Test including files under the `src` directory with various patterns.
Given a directory containing `src` with subfiles:
When `include_patterns` is set to `src/*`, `src/**`, or `src*`,
Then `_scan_directory` should include the correct files under `src`.
Note: Windows is not supported; paths are converted to Unix-style for validation.
"""
sample_query.local_path = temp_directory
sample_query.include_patterns = {include_pattern}
result = _scan_directory(temp_directory, query=sample_query)
assert result is not None, "Expected a valid directory node structure"
files = _extract_files_content(query=sample_query, node=result)
# Convert Windows paths to Unix-style
file_paths = {f["path"].replace("\\", "/") for f in files}
expected_paths = {
"src/subfile1.txt",
"src/subfile2.py",
"src/subdir/file_subdir.txt",
"src/subdir/file_subdir.py",
}
assert file_paths == expected_paths, "Missing or unexpected files in result"
def test_run_ingest_query(temp_directory: Path, sample_query: ParsedQuery) -> None:
"""
Test `run_ingest_query` to ensure it processes the directory and returns expected results.

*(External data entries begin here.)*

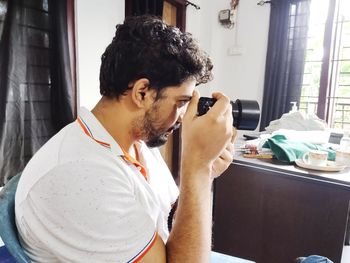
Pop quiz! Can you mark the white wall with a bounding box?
[76,0,270,112]
[186,0,270,105]
[76,0,125,109]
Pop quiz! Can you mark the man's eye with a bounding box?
[177,100,189,108]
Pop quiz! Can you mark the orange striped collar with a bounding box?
[77,109,148,181]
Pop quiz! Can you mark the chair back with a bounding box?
[0,174,30,263]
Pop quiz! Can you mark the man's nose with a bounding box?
[177,107,187,123]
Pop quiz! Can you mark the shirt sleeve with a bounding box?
[17,162,157,262]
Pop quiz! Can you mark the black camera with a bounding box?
[198,97,260,130]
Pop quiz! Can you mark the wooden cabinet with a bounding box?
[213,159,350,263]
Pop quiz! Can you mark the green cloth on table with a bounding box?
[263,135,335,163]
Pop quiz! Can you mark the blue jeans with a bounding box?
[300,255,333,263]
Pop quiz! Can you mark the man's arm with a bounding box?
[144,92,233,263]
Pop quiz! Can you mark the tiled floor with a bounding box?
[341,246,350,263]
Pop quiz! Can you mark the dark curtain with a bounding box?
[125,0,164,17]
[260,0,310,130]
[0,0,75,185]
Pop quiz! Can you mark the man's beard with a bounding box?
[143,107,180,148]
[145,122,180,148]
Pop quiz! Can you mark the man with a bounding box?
[15,16,234,263]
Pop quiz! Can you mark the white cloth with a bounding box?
[15,108,179,263]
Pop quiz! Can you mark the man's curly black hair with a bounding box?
[100,16,213,98]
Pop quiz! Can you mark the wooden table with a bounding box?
[213,156,350,263]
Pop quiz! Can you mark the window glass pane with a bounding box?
[299,0,329,113]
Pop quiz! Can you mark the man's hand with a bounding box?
[212,128,237,179]
[182,91,234,179]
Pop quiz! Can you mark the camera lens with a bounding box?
[198,97,260,130]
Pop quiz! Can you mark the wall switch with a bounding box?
[227,46,245,56]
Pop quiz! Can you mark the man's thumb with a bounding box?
[184,90,199,119]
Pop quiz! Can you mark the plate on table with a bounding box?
[295,159,346,172]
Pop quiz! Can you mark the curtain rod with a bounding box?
[185,1,201,10]
[257,0,271,6]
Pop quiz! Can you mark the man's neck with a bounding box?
[91,97,135,154]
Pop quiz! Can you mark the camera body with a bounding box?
[198,97,260,130]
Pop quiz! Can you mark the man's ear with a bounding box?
[130,78,155,108]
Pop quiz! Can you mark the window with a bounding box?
[300,0,350,129]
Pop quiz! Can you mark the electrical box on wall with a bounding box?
[219,9,234,28]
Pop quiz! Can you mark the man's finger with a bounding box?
[184,90,199,119]
[208,92,232,116]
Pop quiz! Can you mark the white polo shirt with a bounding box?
[15,108,179,263]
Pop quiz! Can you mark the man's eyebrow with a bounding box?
[176,95,192,101]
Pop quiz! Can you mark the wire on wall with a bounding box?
[257,0,271,6]
[185,1,201,10]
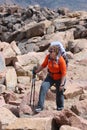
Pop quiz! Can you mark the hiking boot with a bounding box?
[35,106,43,113]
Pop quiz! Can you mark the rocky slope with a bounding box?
[0,5,87,130]
[0,0,87,10]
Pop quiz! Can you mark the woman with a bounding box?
[35,46,66,112]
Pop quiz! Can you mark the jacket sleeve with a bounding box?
[41,55,48,68]
[59,56,66,77]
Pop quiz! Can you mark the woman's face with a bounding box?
[49,50,56,59]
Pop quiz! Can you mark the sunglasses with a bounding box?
[49,50,54,53]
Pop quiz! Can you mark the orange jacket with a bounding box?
[41,55,66,80]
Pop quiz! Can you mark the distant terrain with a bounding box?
[0,0,87,10]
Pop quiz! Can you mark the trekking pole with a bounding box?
[30,66,37,107]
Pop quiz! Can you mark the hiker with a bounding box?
[50,41,68,67]
[35,46,66,112]
[0,48,6,84]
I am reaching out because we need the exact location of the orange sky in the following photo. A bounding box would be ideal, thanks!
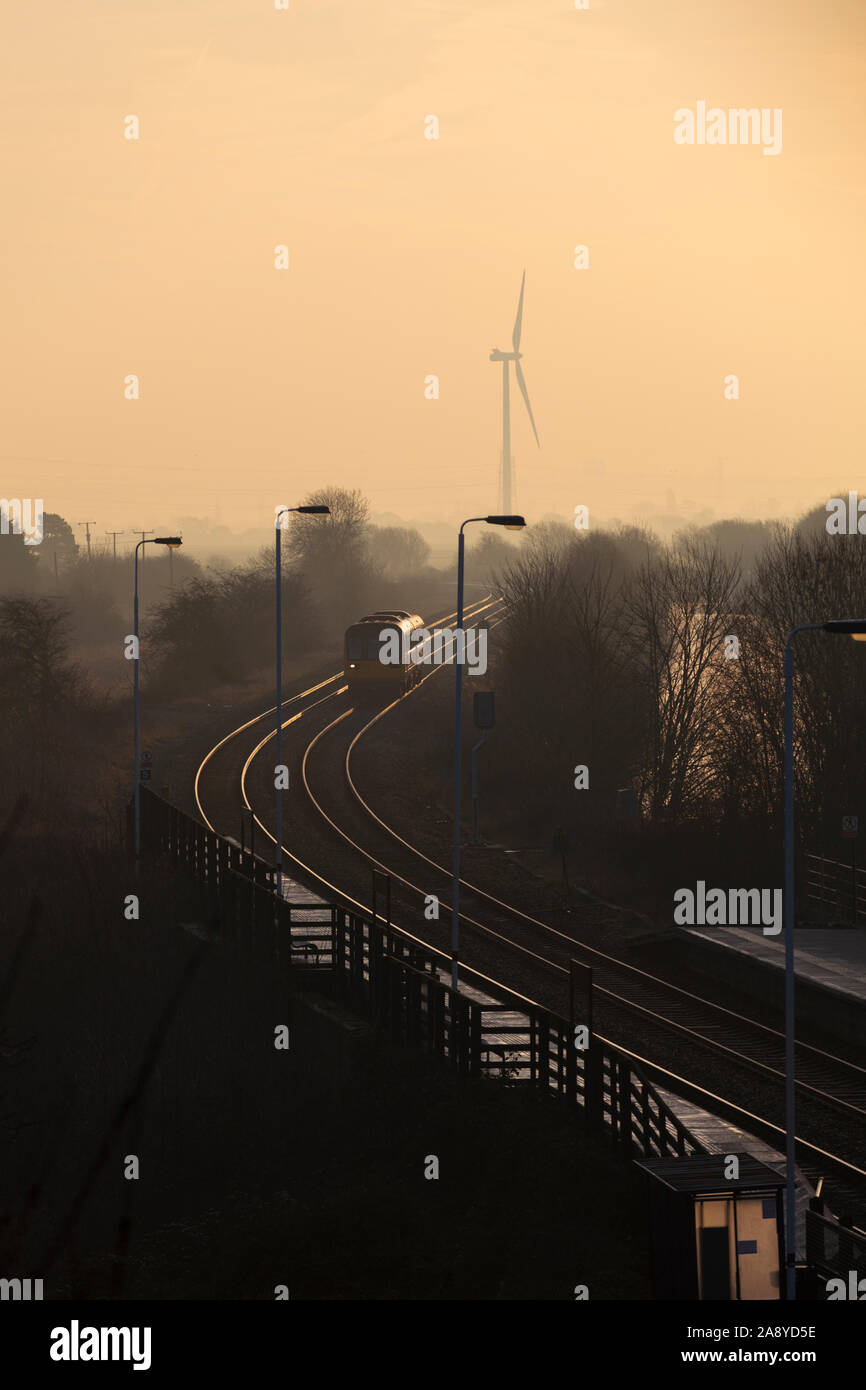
[0,0,866,538]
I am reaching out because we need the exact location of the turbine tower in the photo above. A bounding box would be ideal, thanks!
[491,270,541,514]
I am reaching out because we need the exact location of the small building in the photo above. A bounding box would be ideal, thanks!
[635,1154,785,1301]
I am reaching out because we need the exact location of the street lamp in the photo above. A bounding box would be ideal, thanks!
[784,617,866,1301]
[274,506,331,912]
[132,535,183,878]
[450,516,525,990]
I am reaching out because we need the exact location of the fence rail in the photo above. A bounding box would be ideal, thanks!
[142,787,706,1158]
[805,855,866,926]
[806,1211,866,1279]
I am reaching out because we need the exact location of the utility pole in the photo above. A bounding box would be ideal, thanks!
[78,521,96,559]
[106,531,126,564]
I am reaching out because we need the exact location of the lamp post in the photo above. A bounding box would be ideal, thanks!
[132,535,183,878]
[784,617,866,1301]
[274,506,331,912]
[450,516,525,990]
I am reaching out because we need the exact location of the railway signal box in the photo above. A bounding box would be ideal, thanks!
[637,1154,785,1301]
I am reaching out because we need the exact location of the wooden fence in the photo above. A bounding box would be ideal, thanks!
[142,787,706,1158]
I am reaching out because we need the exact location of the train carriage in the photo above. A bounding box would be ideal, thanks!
[343,609,424,695]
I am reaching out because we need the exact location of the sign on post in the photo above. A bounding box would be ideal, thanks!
[473,691,496,728]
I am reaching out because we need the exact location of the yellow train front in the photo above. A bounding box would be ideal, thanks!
[343,609,424,698]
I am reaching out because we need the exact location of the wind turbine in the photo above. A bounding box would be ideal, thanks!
[491,270,541,513]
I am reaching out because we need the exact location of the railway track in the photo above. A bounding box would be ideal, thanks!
[196,598,866,1213]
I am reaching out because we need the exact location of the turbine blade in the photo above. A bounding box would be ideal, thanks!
[514,361,541,449]
[512,270,527,352]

Given a directory with .txt and .py files:
When `run_ingest_query` is invoked,
Then it should produce a summary string listing the files analyzed and a combined content string.
"""
sample_query.local_path = temp_directory
sample_query.subpath = "/"
sample_query.type = None
summary, _, content = run_ingest_query(sample_query)
assert "Repository: test_user/test_repo" in summary
assert "Files analyzed: 8" in summary
# Check presence of key files in the content
assert "src/subfile1.txt" in content
assert "src/subfile2.py" in content
assert "src/subdir/file_subdir.txt" in content
assert "src/subdir/file_subdir.py" in content
assert "file1.txt" in content
assert "file2.py" in content
assert "dir1/file_dir1.txt" in content
assert "dir2/file_dir2.txt" in content
# TODO: Additional tests:
# - Multiple include patterns, e.g. ["*.txt", "*.py"] or ["/src/*", "*.txt"].
# - Edge cases with weird file names or deep subdirectory structures.